Gurmeet Chadha, Managing Partner and CIO at Complete Circle Consultants, cuts through the noise: "Not euphoria, but caution—the IPO frenzy is back, but selectivity is key." He urges investors to zero in on profitable firms boasting strong unit economics, scalable models, and adaptability—echoing successes like post-listing bets on Zomato and Paytm. Chadha caps new-age stock exposure at 10-12 percent of portfolios, warning against hype-chasing in a market fatigued by block deals, promoter exits, and FPOs flooding supply.


The malaise stems from a maturing investor base: Retail punters, once quick to flip for listing pops, now demand substance amid global headwinds and domestic valuation jitters. High issue prices, coupled with secondary market volatility, have crimped first-day premiums, turning what was once a quick-win game into a long-haul test of fundamentals.

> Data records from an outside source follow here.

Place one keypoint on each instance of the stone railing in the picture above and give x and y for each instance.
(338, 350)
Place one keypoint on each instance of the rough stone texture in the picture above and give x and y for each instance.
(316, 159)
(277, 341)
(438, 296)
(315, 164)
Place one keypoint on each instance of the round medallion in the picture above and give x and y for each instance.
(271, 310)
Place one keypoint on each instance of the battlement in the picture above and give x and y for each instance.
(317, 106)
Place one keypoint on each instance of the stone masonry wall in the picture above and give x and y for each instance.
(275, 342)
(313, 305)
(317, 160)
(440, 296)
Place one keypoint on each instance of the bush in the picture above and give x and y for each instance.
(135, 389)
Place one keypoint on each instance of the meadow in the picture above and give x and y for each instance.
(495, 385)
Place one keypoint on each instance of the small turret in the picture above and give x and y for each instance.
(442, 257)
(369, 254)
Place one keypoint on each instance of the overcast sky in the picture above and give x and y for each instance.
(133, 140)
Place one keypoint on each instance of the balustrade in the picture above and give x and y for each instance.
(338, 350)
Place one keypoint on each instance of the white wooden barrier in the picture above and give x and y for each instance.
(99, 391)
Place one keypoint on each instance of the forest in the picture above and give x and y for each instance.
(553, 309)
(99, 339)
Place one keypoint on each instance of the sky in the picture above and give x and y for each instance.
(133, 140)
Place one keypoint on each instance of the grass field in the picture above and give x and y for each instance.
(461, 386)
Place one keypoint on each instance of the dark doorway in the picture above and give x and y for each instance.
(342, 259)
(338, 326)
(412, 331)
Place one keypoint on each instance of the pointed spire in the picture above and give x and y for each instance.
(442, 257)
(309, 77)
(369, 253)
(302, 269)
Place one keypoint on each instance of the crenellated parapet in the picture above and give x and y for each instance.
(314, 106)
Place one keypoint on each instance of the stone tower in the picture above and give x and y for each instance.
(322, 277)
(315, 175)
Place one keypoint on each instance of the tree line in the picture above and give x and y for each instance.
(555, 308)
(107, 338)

## What It Means for Investors and the Market


This ₹90,000 crore windfall underscores India's capital market maturity—companies are accessing funds at scale, fueling expansion in a $4 trillion economy. But the poor listing gains signal a healthy evolution: Away from speculative froth toward discerning allocation. For retail warriors, the playbook is clear—vet for profitability and visibility before subscribing, and treat IPOs as marathon entries, not sprint exits. Regulators like SEBI might eye tighter pricing norms to curb overvaluations, while issuers could prioritize transparency to rebuild trust.


Is this cycle's paradox a blip or the new normal? As 2025 wraps, with more marquee names like Swiggy and NSE potentially in the pipeline, one thing's certain: In India's IPO arena, big money in doesn't guarantee big smiles out. What's your take—still hunting for the next Zomato, or sitting out the selectivity squeeze?